Canadian educator, journalist and activist (born 1937)

Rosemary Anne Burns Ganley (born 1937) is a Canadian educator, journalist, and activist born in Kirkland Lake, Ontario.

Ganley was a high school teacher by profession prior to her retirement. In the late 1970s, she and her husband John founded the Jamaican Self-Help organization in Peterborough, Ontario, to provide aid in Jamaican communities. In 1995 she was chosen as the representative for Canadian women at the Fourth United Nations Conference on Women in Beijing; she appeared at the Beijing Plus Five Review in 2000 in New York.
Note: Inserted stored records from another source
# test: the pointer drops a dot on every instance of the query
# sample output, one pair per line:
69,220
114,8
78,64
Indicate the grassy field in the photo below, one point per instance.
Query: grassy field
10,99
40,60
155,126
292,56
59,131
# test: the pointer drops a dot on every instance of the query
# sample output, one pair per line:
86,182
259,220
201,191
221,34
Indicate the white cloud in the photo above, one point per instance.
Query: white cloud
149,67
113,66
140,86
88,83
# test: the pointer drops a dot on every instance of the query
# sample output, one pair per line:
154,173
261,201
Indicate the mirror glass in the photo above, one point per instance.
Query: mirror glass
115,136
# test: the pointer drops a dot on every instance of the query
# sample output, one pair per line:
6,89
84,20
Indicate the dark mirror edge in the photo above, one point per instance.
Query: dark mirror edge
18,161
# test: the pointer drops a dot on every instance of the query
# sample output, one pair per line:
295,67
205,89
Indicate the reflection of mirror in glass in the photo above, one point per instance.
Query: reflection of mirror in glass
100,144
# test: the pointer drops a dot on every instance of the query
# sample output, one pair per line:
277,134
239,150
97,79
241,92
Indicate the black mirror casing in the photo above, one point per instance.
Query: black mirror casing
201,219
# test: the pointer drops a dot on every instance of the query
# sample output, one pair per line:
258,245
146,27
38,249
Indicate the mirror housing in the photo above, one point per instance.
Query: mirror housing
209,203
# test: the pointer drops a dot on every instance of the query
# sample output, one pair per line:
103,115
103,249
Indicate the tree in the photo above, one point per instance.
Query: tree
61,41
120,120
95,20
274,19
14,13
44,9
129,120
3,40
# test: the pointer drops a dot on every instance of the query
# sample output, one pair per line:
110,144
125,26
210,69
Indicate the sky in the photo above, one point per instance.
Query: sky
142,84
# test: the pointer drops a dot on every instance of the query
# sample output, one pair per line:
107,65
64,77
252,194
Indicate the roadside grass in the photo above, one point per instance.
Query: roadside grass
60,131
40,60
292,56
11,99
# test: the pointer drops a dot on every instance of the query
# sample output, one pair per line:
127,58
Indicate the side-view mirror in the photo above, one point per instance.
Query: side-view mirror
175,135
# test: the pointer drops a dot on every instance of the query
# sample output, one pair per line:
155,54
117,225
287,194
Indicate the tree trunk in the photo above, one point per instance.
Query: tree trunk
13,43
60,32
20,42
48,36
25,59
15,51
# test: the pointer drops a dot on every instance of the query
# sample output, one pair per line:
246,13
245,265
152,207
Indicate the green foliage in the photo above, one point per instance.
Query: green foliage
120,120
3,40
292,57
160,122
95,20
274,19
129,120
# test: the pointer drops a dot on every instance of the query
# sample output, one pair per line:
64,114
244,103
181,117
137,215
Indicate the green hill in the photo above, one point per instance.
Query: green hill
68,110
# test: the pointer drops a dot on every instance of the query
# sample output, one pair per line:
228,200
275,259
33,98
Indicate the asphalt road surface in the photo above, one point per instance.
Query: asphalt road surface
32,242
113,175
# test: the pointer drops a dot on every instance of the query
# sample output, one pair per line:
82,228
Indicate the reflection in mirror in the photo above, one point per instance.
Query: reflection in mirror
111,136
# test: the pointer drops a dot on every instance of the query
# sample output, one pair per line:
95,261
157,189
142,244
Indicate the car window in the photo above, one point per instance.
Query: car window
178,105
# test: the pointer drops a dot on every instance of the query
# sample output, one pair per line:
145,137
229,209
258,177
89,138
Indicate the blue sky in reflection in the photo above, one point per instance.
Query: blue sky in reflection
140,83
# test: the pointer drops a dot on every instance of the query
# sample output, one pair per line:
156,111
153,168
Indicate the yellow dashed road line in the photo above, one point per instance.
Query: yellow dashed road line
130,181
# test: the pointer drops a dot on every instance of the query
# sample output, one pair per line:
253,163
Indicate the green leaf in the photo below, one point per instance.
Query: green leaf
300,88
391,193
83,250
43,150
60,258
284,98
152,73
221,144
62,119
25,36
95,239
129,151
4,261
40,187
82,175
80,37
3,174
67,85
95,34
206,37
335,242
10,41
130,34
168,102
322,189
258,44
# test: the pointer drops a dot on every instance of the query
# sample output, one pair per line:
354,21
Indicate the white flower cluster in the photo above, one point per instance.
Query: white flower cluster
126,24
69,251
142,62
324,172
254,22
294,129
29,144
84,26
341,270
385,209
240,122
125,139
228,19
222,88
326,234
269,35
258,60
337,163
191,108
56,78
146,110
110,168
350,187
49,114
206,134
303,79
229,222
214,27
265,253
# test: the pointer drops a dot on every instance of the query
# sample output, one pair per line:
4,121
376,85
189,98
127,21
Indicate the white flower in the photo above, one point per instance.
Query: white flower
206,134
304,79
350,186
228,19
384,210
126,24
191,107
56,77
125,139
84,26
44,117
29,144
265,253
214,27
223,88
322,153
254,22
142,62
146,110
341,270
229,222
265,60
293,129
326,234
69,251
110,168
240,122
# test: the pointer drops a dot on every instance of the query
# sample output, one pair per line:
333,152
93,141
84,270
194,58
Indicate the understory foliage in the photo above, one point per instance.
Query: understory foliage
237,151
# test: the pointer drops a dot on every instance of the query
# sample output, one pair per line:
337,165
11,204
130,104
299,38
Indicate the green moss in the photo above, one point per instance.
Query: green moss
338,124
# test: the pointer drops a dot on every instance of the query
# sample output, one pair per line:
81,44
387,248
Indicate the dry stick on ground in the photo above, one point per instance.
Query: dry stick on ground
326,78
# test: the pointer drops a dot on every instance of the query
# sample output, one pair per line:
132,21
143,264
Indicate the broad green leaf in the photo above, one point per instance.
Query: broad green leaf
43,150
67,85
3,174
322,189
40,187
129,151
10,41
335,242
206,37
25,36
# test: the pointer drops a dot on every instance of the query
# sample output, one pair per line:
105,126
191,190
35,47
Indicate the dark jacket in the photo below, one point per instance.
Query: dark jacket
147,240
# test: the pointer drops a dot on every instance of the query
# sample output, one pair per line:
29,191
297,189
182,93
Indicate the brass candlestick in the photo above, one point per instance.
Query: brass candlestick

Ganley was co-editor of the independent Catholic New Times from 2001 to 2006.

During her career she has led workshops on various topics such as women's issues and justice across cultural boundaries. Among the awards she has received was the 150th Anniversary Medal from the Government of Canada, given to her in 1992. More recently, she has served on the G7's council on issues of gender equality worldwide. Her book Jamaica Journal: The Story Of A Grassroots Canadian Aid Organization was published in 2016. Other books include Positive Community in 2018, Gleanings in 2019, and Groundings in 2021. These last three are collections of her columns in the Peterborough Examiner.

In 2022, Ganley was awarded an honorary Doctorate in Laws from Trent University. She was appointed to the Order of Canada in 2024.